The best way to describe its innards is just to watch a message go through it.
So here I am in my channel ##Gambot with a message:
When I type that into the text box and hit enter my client takes that and sends it to the server looking like this:
PRIVMSG ##Gambot :Hi Mom!
It's not actually colored, but I did that for reasons that will make sense in a moment.The server gets that and it says "Okay I need to send this message to everyone in ##Gambot". It sends that to everyone (my bot included) and it comes in like so:
:Gambit!~Gambit@wesnoth/developer/grickit PRIVMSG ##Gambot :Hi Mom!
Again, not actually colored. But those different colors are different pieces of the message that the bot will care about. We have the user's nickname, their user string, the hostname (aka IP address), what command they used, the location they used it, and the message itself.
When the bot receives this (after it has connected) it sends this to one of three message processing threads that run simultaneously. They're all racing to grab the messages as they come in, so I don't know which one gets it, but it really doesn't matter.
When a thread gets the message the first thing it does is check to see "Is my name in it?". If it is then it will print it in the terminal in orange, otherwise in black (or white if you have a black terminal). The next thing it checks is "Is the message part of the message of the day?". The message of the day, for those unfamiliar with IRC, is a huge conglomerate of messages that are sent when you first connect. There are several hundred of them. You cannot reply. You needn't take any action regarding them, so the bot can just ignore these.

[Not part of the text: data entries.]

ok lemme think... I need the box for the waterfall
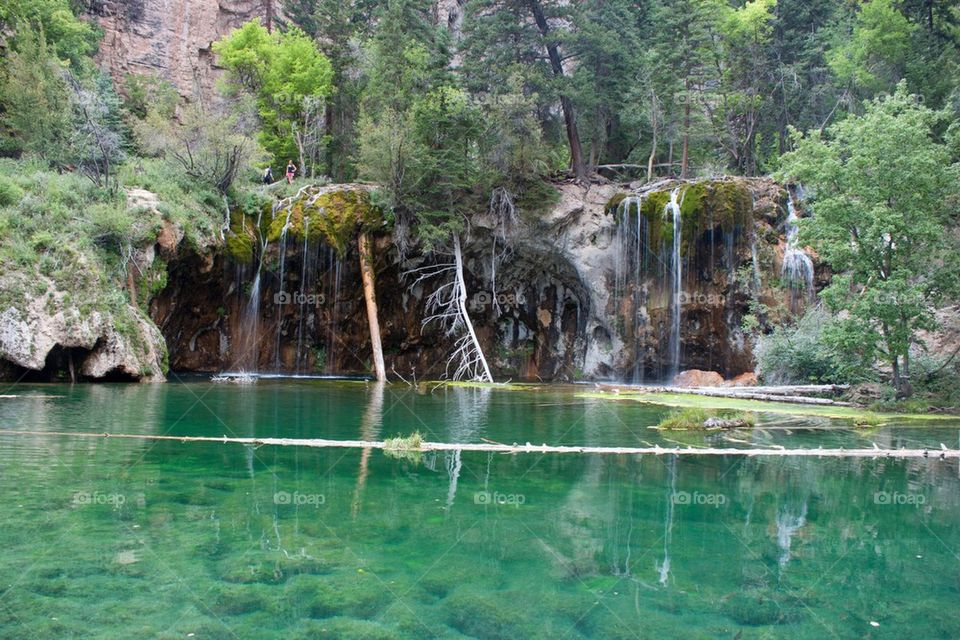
[782,192,814,307]
[615,195,650,383]
[233,204,273,372]
[295,217,310,372]
[666,187,684,382]
[614,187,685,383]
[273,207,294,370]
[324,246,342,373]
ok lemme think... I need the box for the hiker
[262,166,273,184]
[285,160,297,184]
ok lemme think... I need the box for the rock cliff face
[147,177,815,382]
[83,1,464,102]
[0,188,216,383]
[0,177,816,383]
[84,0,269,100]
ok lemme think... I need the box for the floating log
[594,384,853,406]
[675,390,854,406]
[0,430,956,459]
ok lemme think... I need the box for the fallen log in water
[718,385,849,395]
[593,384,854,406]
[0,429,957,459]
[674,390,854,406]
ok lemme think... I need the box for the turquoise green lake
[1,381,959,638]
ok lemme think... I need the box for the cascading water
[782,191,814,309]
[614,194,651,383]
[294,216,310,372]
[614,186,686,383]
[273,207,294,369]
[324,246,342,373]
[234,203,274,372]
[665,187,684,382]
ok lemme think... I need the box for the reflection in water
[443,387,491,512]
[1,383,960,638]
[657,454,677,586]
[777,501,808,568]
[351,381,385,517]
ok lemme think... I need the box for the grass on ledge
[382,431,423,463]
[656,407,756,430]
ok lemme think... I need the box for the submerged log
[678,390,853,406]
[703,417,751,429]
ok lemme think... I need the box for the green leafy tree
[827,0,915,96]
[213,20,334,176]
[1,23,72,162]
[778,84,960,394]
[0,0,100,69]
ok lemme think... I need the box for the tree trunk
[265,0,274,32]
[891,355,903,397]
[528,0,585,180]
[453,237,493,382]
[647,93,658,183]
[681,81,690,178]
[358,232,386,382]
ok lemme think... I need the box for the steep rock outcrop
[0,273,166,381]
[0,187,219,382]
[84,0,269,101]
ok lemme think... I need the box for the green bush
[756,307,854,385]
[0,176,24,206]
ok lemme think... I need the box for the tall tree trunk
[358,232,386,382]
[528,0,585,180]
[647,93,658,183]
[265,0,274,32]
[681,81,690,179]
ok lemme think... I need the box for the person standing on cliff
[262,166,273,184]
[285,160,297,184]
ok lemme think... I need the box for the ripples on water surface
[1,381,959,638]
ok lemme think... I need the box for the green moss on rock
[268,189,384,256]
[618,180,754,256]
[604,192,627,215]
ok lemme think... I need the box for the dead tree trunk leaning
[409,236,493,382]
[452,237,493,382]
[358,232,386,382]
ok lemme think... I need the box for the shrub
[0,176,24,206]
[756,306,854,385]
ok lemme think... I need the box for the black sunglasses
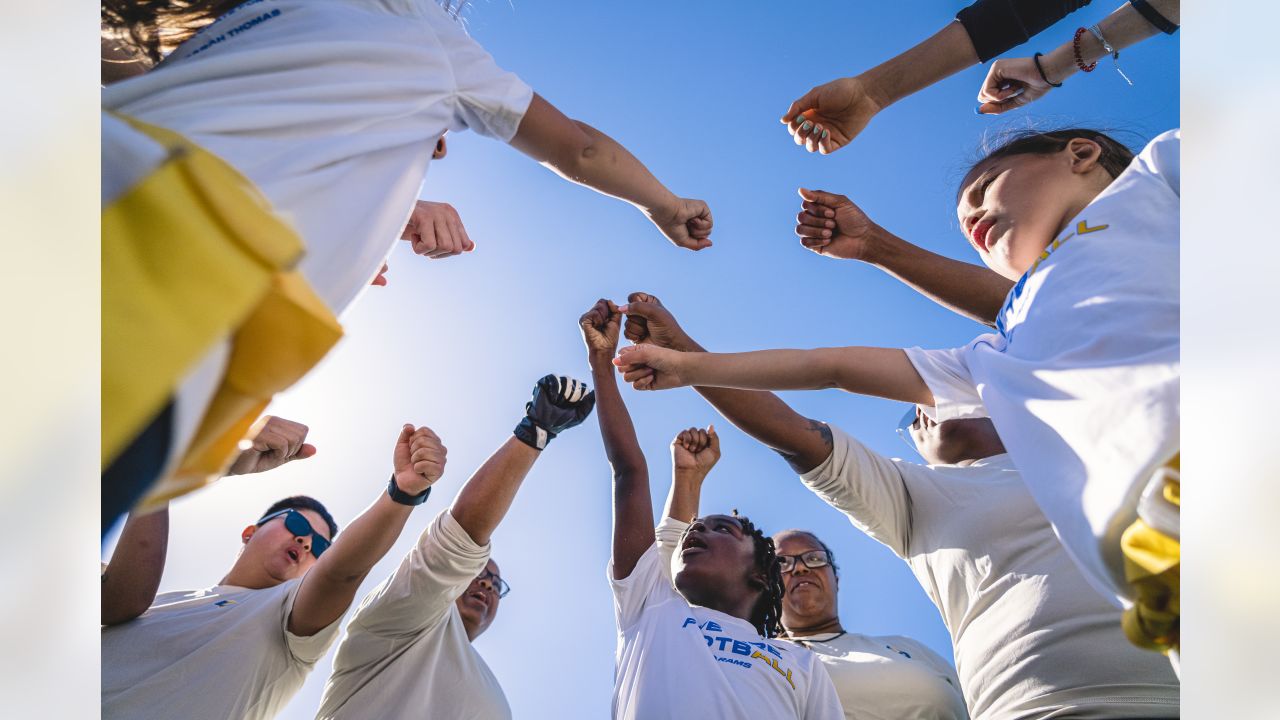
[256,509,331,559]
[777,549,831,574]
[477,568,511,599]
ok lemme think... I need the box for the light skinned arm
[288,425,446,636]
[795,189,1012,326]
[622,294,835,474]
[783,21,979,153]
[615,342,933,406]
[101,507,169,625]
[978,1,1180,113]
[509,94,713,250]
[581,300,653,580]
[448,437,539,546]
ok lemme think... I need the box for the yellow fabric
[1120,454,1180,654]
[103,116,343,512]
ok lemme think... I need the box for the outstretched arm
[455,375,596,545]
[510,94,713,251]
[289,424,446,636]
[978,1,1180,113]
[662,426,721,523]
[616,343,933,408]
[795,189,1012,326]
[581,300,653,579]
[622,294,835,474]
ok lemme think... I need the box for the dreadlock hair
[732,510,785,639]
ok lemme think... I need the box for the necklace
[789,630,847,648]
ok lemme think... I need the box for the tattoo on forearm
[774,419,834,473]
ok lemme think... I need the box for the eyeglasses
[255,509,331,559]
[476,568,511,599]
[894,406,921,459]
[777,549,831,574]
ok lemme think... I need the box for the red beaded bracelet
[1072,27,1098,73]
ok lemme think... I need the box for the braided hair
[732,510,785,639]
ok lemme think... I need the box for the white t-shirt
[102,578,343,720]
[611,538,843,720]
[103,0,534,317]
[317,510,508,719]
[905,129,1180,605]
[655,518,965,720]
[801,426,1181,719]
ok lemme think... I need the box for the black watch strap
[387,473,432,506]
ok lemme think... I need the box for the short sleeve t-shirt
[610,542,843,720]
[800,425,1180,719]
[317,509,507,719]
[103,0,535,317]
[102,578,343,720]
[654,518,964,720]
[905,129,1180,605]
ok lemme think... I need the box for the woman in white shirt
[614,292,1181,719]
[580,299,843,720]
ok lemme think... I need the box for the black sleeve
[957,0,1093,62]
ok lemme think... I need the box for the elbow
[557,120,598,178]
[102,596,152,626]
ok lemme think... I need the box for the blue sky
[103,1,1179,717]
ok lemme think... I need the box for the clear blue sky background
[103,1,1179,717]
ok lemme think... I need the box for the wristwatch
[387,473,432,506]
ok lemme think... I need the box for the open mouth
[971,219,995,252]
[285,547,300,563]
[680,535,708,556]
[791,579,818,592]
[466,590,489,609]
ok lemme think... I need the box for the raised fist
[671,425,721,476]
[514,375,596,450]
[227,416,316,476]
[392,424,447,495]
[619,292,691,350]
[580,298,621,357]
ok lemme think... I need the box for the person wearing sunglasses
[316,373,596,719]
[102,419,448,720]
[615,293,1179,720]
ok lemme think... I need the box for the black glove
[514,374,596,450]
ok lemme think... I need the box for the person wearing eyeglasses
[615,293,1180,720]
[102,418,448,720]
[316,374,596,719]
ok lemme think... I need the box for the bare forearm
[860,21,979,107]
[101,507,169,625]
[684,348,933,405]
[591,357,649,475]
[557,120,676,213]
[290,493,413,635]
[1037,1,1177,85]
[592,357,654,578]
[869,228,1013,326]
[663,472,704,524]
[449,437,539,546]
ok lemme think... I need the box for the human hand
[580,298,622,360]
[647,197,713,251]
[612,344,691,391]
[392,424,447,495]
[401,200,474,259]
[514,375,596,450]
[781,76,884,154]
[795,188,884,261]
[371,262,390,286]
[227,416,317,476]
[619,292,693,351]
[976,57,1057,115]
[671,425,721,476]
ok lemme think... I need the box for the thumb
[707,424,720,450]
[798,187,843,206]
[295,443,318,461]
[620,300,659,320]
[393,424,413,464]
[781,88,819,123]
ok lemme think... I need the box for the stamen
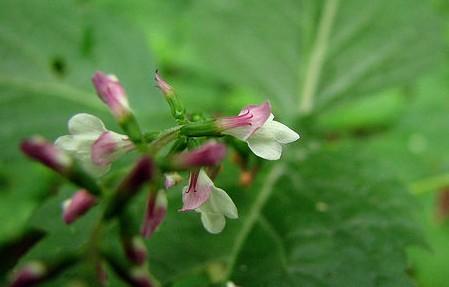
[186,171,200,193]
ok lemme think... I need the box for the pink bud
[92,71,131,120]
[10,261,46,287]
[62,190,97,224]
[91,131,134,167]
[130,267,155,287]
[172,141,227,169]
[119,157,154,194]
[154,70,173,96]
[164,173,183,189]
[123,236,147,265]
[21,137,72,174]
[141,190,167,239]
[218,101,272,140]
[180,170,212,212]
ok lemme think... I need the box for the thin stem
[147,126,182,155]
[299,0,339,115]
[225,164,285,279]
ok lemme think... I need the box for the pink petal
[63,190,97,224]
[141,191,167,239]
[180,170,212,211]
[174,141,227,169]
[92,71,130,119]
[219,101,272,140]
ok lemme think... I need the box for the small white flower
[219,102,300,160]
[245,113,300,160]
[181,169,238,234]
[55,113,133,176]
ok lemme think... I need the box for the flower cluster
[16,70,299,286]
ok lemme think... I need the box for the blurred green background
[1,0,449,286]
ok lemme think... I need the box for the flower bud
[62,190,97,224]
[141,190,167,239]
[217,101,271,140]
[129,266,155,287]
[92,131,134,167]
[10,261,46,287]
[154,70,174,97]
[167,141,227,170]
[21,137,72,174]
[92,72,131,121]
[154,70,186,123]
[104,157,154,219]
[122,236,147,265]
[164,172,182,189]
[21,137,102,195]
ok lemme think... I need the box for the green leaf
[139,145,420,286]
[181,0,442,117]
[0,0,165,247]
[0,0,167,161]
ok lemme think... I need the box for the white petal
[222,126,253,141]
[77,153,110,177]
[247,135,282,160]
[210,187,238,219]
[198,169,215,186]
[200,212,226,234]
[68,113,106,135]
[55,135,78,152]
[264,120,300,144]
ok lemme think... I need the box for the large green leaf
[109,144,417,287]
[18,144,420,287]
[182,0,442,117]
[0,0,168,161]
[1,0,442,286]
[0,0,167,245]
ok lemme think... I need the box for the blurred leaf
[0,0,167,242]
[0,0,166,161]
[364,66,449,183]
[361,65,449,287]
[181,0,442,118]
[315,88,406,134]
[0,0,444,286]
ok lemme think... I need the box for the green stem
[147,126,182,155]
[224,164,285,279]
[299,0,339,115]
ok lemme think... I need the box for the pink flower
[181,170,238,234]
[62,189,97,224]
[21,137,72,174]
[92,72,131,121]
[92,131,134,167]
[218,102,300,160]
[171,141,227,169]
[180,170,211,211]
[141,190,167,239]
[218,102,272,140]
[55,113,134,176]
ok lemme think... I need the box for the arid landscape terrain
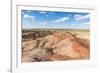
[22,29,90,62]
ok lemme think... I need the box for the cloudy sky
[22,10,90,29]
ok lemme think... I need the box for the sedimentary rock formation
[22,32,89,62]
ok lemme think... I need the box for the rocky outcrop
[22,32,89,62]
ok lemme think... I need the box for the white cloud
[23,14,35,20]
[22,10,33,15]
[54,17,69,23]
[80,22,90,25]
[74,14,82,18]
[22,14,36,29]
[75,14,90,21]
[39,11,47,14]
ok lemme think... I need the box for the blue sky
[22,10,90,29]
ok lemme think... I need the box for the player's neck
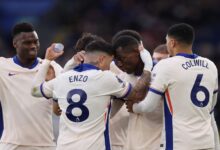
[84,55,100,69]
[15,55,37,68]
[174,46,193,56]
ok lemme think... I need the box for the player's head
[113,35,144,75]
[84,40,114,70]
[12,22,39,60]
[166,23,194,56]
[75,32,104,52]
[152,44,169,65]
[112,29,142,44]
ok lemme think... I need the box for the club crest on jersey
[116,76,123,83]
[152,73,156,77]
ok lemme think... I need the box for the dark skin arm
[126,43,152,111]
[127,70,151,102]
[53,101,62,116]
[110,99,125,118]
[126,42,151,102]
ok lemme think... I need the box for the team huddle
[0,22,219,150]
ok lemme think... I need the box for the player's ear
[12,38,17,48]
[170,39,175,48]
[98,55,105,65]
[96,55,103,69]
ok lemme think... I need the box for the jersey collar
[176,53,198,59]
[73,63,100,72]
[13,56,39,69]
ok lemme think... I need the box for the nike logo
[8,73,17,76]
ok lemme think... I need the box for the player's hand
[45,44,64,61]
[138,41,144,52]
[127,87,144,103]
[73,50,85,65]
[45,66,55,81]
[139,42,153,71]
[125,100,134,113]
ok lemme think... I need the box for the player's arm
[31,44,63,98]
[50,60,63,77]
[109,62,126,118]
[53,100,62,116]
[107,72,162,114]
[110,61,123,75]
[128,89,162,113]
[127,59,170,113]
[110,99,125,118]
[62,50,85,72]
[211,79,220,150]
[127,70,151,102]
[211,90,220,150]
[126,44,152,102]
[211,113,220,150]
[31,59,54,98]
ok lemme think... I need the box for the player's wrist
[43,59,52,65]
[69,57,76,65]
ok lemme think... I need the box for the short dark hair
[153,44,168,54]
[113,35,139,52]
[167,23,195,45]
[12,22,35,38]
[85,40,114,56]
[112,29,142,44]
[75,33,104,51]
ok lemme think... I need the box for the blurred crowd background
[0,0,220,126]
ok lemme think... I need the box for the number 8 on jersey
[66,89,89,122]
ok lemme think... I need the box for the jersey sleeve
[140,49,153,72]
[102,71,132,99]
[50,60,63,76]
[211,75,218,113]
[62,59,77,73]
[110,61,123,75]
[149,60,172,95]
[31,59,56,99]
[133,91,162,113]
[40,79,57,99]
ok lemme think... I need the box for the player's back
[155,54,217,150]
[54,64,130,150]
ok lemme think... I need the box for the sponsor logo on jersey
[8,72,17,76]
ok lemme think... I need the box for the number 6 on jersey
[191,74,210,107]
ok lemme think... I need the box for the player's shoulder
[0,56,11,62]
[97,70,122,83]
[102,70,117,78]
[0,57,13,66]
[153,57,173,70]
[197,55,218,72]
[100,70,126,88]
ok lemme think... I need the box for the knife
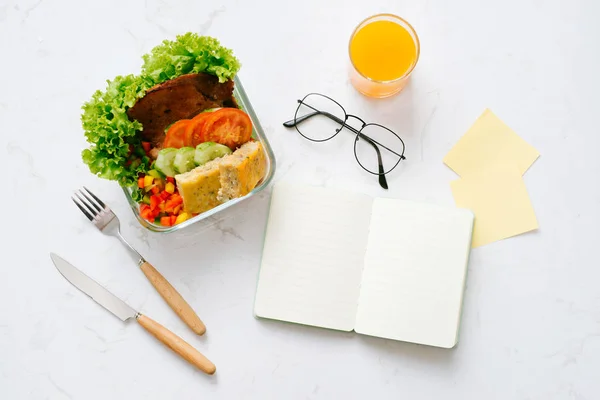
[50,253,216,375]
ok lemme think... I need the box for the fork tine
[74,192,99,217]
[78,189,102,213]
[83,186,106,208]
[72,196,94,221]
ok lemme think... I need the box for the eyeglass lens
[354,124,405,175]
[294,94,346,142]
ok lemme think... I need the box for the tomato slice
[185,112,212,147]
[163,120,191,148]
[199,108,253,150]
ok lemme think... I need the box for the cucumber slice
[154,148,177,177]
[194,142,232,166]
[173,147,196,173]
[194,142,215,165]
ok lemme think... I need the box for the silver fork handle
[116,231,145,264]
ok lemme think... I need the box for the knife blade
[51,253,137,321]
[50,252,216,375]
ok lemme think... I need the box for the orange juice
[349,14,420,98]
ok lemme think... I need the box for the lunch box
[122,76,276,232]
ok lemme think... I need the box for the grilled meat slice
[127,72,238,146]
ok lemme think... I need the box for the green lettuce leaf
[142,33,241,84]
[81,34,241,187]
[81,74,150,186]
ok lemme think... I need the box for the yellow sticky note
[450,165,538,248]
[444,109,539,177]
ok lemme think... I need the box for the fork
[72,187,206,335]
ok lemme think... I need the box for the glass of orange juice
[349,14,420,98]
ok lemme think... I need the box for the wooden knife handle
[136,314,216,375]
[140,261,206,335]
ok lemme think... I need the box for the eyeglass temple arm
[283,111,325,127]
[283,110,384,154]
[283,110,388,189]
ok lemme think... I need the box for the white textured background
[1,0,599,398]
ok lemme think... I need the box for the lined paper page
[354,198,474,348]
[254,183,373,331]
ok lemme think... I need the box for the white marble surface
[2,0,600,398]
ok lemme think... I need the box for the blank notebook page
[254,184,373,331]
[354,198,474,348]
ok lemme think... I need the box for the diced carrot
[140,204,153,221]
[151,186,160,195]
[160,191,170,201]
[141,141,151,152]
[150,195,162,211]
[160,216,172,226]
[173,205,181,214]
[170,193,183,206]
[170,215,177,225]
[138,177,145,189]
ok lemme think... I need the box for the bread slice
[217,141,267,202]
[175,158,223,214]
[175,140,267,214]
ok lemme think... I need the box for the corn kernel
[144,175,154,187]
[175,212,190,224]
[165,182,175,194]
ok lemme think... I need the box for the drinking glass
[348,14,420,98]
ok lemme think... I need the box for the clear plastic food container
[122,76,276,232]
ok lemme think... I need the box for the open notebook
[254,183,474,348]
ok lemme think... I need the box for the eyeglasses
[282,93,406,189]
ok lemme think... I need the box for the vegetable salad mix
[80,33,241,187]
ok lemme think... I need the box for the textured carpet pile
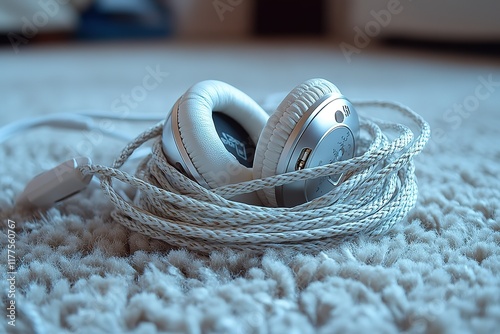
[1,43,499,333]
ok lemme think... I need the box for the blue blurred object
[76,0,172,40]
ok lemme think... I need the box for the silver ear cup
[275,94,359,207]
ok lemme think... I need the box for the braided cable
[79,100,430,253]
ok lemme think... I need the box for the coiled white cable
[78,100,430,253]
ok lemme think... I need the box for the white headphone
[1,78,431,251]
[162,78,359,207]
[3,78,359,209]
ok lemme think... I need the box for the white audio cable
[2,101,430,253]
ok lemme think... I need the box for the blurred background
[1,0,499,51]
[1,0,499,161]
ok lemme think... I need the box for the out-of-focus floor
[1,39,498,126]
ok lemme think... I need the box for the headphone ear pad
[173,80,268,189]
[253,78,341,207]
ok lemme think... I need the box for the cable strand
[79,100,430,253]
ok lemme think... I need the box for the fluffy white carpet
[1,41,499,333]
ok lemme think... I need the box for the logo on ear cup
[212,112,256,168]
[342,105,351,116]
[220,132,247,161]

After both of those checks the message is passed to another script. The connection script actually executes a second script — with the message and the bot's name as arguments — and captures its output. Now before you start thinking of ways to compromise my system (or anyone else who hopefully, eventually runs Gambot) by abusing that, stop. Before being sent to the processing script the message is encoded. It takes that 'Hi Mom' message, and turn it into this (again color coded):
%3A%47%61%6D%62%69%74%21%7E%47%61%6D%62%69%74%40%77%65%73%6E%6F%74%68%2F%64%65%76%65%6C%6F%70%65%72%2F%67%72%69%63%6B%69%74%20%50%52%49%56%4D%53%47%20%23%23%47%61%6D%62%6F%74%20%3A%48%69%20%4D%6F%6D%21
And while I don't want to outright challenge the devious masterminds to find a way around that, I think it's pretty secure.
The message processing script receives that and begins by decoding it, and then chopping it up. All those colored pieces become different variables ($sender, $account, $hostname, $command, $target, and $message respectively).
From there runs various conditions on it. For example if $command is PRIVMSG then we know a message has been sent. If $message is "[bot's name] hug bob" the bot should hug bob. Also all the commands work privately for the bot because the message processing script is sent the bot's name. Because it knows its own name it can check if the $target is the same as $self. If it is, that means that it is being privately messaged. Then it can just prepend its own name to $message, and voila; there's now no difference between private commands and public ones.
So after the chopping there are several main conditions. if ($command eq 'PRIVMSG'}, if ($command eq 'JOIN'), and so on. Each one of these has several regular expression matches under them such as:
elsif ($message =~ /$sl !?hug (.+)/)
Each of those commands will set a variable called $output. At the very end of the script, $output will be printed as the output of the script. The connection script will grab that, and send it through the connection.
And that is how a single message passes through Gambot's bowels.